De pronto una camioneta gris se estacionó al lado mío. Era Enrique, puntual, con mirada audaz y complicidad metida en los labios, me dijo:
- Súbete, hermosa.
No recuerdo exactamente lo que charlamos, imágenes vívidas y vagas, van y vienen. Una indumentaria sencilla me vestía en esa ocasión; una blusa color neutro, unos jeans ajustados y zapatillas sencillas, no podía faltar el suéter tipo crop. Mi cabello largo, lo dejé suelto; recordé cómo le gustaba a él, más natural mejor.
Salimos de la ciudad en el intervalo de uno minutos, que para mí parecían horas. Me hablaba como si nunca nos hubiéramos dejado de ver. Puntualizaba sobre restaurantes, bares y lugares por el estilo; mismos que para mí eran ajenos, ya que no teníamos la costumbre con Braulio de salidas que no fueran de tipo infantil. En lo que llevábamos de casados, habíamos tenido unas dos o tres salidas solos; procurábamos guardar nuestro recursos para disfrutarlos en familia. Ahora creo que debimos haber reforzado esa parte.

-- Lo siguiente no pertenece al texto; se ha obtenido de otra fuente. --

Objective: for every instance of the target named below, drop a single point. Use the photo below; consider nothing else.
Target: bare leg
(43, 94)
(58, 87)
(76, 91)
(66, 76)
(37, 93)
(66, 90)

Por mi falta de actualización en citas y salidas, me costó trabajo pedir y elegir algo de la carta. Qué problema ha sido siempre para Julia Eskarra decidir qué comer. Así, que Enrique me ayudó.
Nos sirvieron una carne que no tenía un aspecto elegante, más bien un poco campirano, y, un caballito de mezcal era el acompañante de aquel "manjar".
Waw.... no recordaba este detalle, hasta ahora que lo escribo. Después de la comida, buscó en su cartera un obserquio que me había comprado. Un brazalete de piel trenzado con un broche alargado de plata, idéntico a la que él portaba. Hizo de ese momento, un compromiso, un pacto, un secreto. Asomados por el ventanal del restaurante observábamos la lluvia que se paseaba por el campo; unos pinos alargados y señoriales dejaban asomar algunos rayos del Sol entre aquella tormenta. Mi imaginación se había quedado corta entre aquellos instantes. El olor a humo y a tierra mojada, dejaron en mis ropas, el rastro de aquello. Un pequeño lago se visualizaba en la lejanía, mientras unos patos blancos y cisnes navegaban, ignorando las gotas frías que caían a borbotones. Todo aquello dibujó en mi memoria lo que hubiera podido desear como mujer, no me importó nada más; ese lapso breve de tiempo era sólo para mí, estaba en una burbuja de deseo y felicidad ligera, sólo mía. Así lo guardé, cerré los ojos por un momento, suspiré y murmuré para mí: esto es sólo mío. Enrique callado a mi lado, esperaba a que regresara de mis memorias, sin decir nada más; o quizá, no sé, él también guardando es e instante.
El regreso a la ciudad fue interrumpido por una parada abrupta. De pronto a mitad de carretera, salimos del camino. La lluvia intensa y nuestra cálida respiración, habían hecho que los cristales se empañaran y sólo se pudieran reconocer unas sombras lejanas de color verde y las gotas correr, al unirse unas con otras. Mi corazón estaba nublado y se había inflado tanto, que sentía que reventaría mi pecho, mis palabras salían sin sentido; hasta que me callaron sus labios. Habían pasado muchos años, muchos recuerdos, muchos olvidos; pero sensaciones como esas no se habían perdido.